Observing a system alters its state

It started when we noticed a handful of “upstream connection refused” lines in our nginx error logs. Every so often, our Python-based web servers were not responding in a timely fashion, causing timeouts or errors for about 0.2% of requests.

Thankfully I was able to reproduce it on my development machine — always good to have a nice, well-behaved bug. I had just narrowed it down to our template rendering, and was about to blame the Cheetah rendering engine, when all of a sudden the bug moved to some other place in the code. Drat, a Heisenbug!

But not at all random

It wasn’t related to rendering at all, of course, and after pursuing plenty of red herrings, I noticed it was happening not just randomly across 0.2% of requests, but (when hitting only our homepage) exactly every 445 requests. On such requests, it’d take 4.5 seconds to render the page instead of the usual 15 milliseconds.

But it can’t be garbage collection, I said to myself, because Python uses simple, predictable reference counting for its garbage handling. Well, that’s true, but it also has a “real” garbage collector to supplement the reference counting by detecting reference cycles. For example, if object A refers to object B, which directly or indirectly refers back to object A, the reference counts won’t hit zero and the objects will never be freed — that’s where the collector kicks in.

Sure enough, when I disabled the supplemental GC the problem magically went away.

A RAM-hungry architecture

Stepping back a little, I’ll note that we run a slightly unusual architecture. We cache the entire website and all our page metadata in local Python objects (giant dict objects and other data structures), which means each server process uses about 6GB of RAM and allocates about 10 million Python objects. This is loaded into RAM on startup — and yes, allocating and creating 10M objects takes a while. You’re thinking there are almost certainly better ways to do that, and you’re probably right. However, we made a speed-vs-memory tradeoff when we designed this, and on the whole it’s worked very well for us.
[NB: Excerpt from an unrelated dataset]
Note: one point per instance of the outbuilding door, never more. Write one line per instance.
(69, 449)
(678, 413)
But when the garbage collector does decide to do a full collection, which happened to be every 445 requests with our allocation pattern, it has to linearly scan through all the objects and do its GC magic on them. Even if visiting each object takes only a couple hundred nanoseconds, with 10 million objects that adds up to multiple seconds pretty quickly.

Our solution

Response time (ms) vs time, before and after the fix

So what’s the solution? We couldn’t just disable the GC, as we do have some reference cycles that need to be freed, and we can’t have that memory just leaking. But it’s a relatively small number of objects, so our short-term fix was to simply to bump up the collection thresholds by a factor of 1000, reducing the number of full collections so they happen only once in a blue moon.

The longer-term, “correct” fix (assuming we decide to implement it) will be to wait till the GC counts near the thresholds, then temporarily stop the process receiving requests and do a manual collection, and then start serving again. Because we have many server processes, nginx will automatically move to the next process if one of them’s not listening due to this full garbage collection.
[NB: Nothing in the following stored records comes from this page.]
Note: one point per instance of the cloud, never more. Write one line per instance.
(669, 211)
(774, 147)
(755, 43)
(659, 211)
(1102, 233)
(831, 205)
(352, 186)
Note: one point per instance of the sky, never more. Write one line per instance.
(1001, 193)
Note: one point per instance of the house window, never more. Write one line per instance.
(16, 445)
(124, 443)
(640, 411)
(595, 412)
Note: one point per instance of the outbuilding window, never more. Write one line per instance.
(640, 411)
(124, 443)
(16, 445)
One other thing we discovered along the way is that we can disable the GC when our server process starts up. Because we allocate and create so many objects on startup, the GC was actually doing many (pointless) full collections during the startup sequence. We now disable the collector while loading the caches on startup, then re-enable it once that’s done — this cut our startup time to about a third of what it had been.

To sum up

In short, when you have millions of Python objects on a long-running server, tune the garbage collector thresholds, or do a manual gc.collect() with the server out of the upstream loop.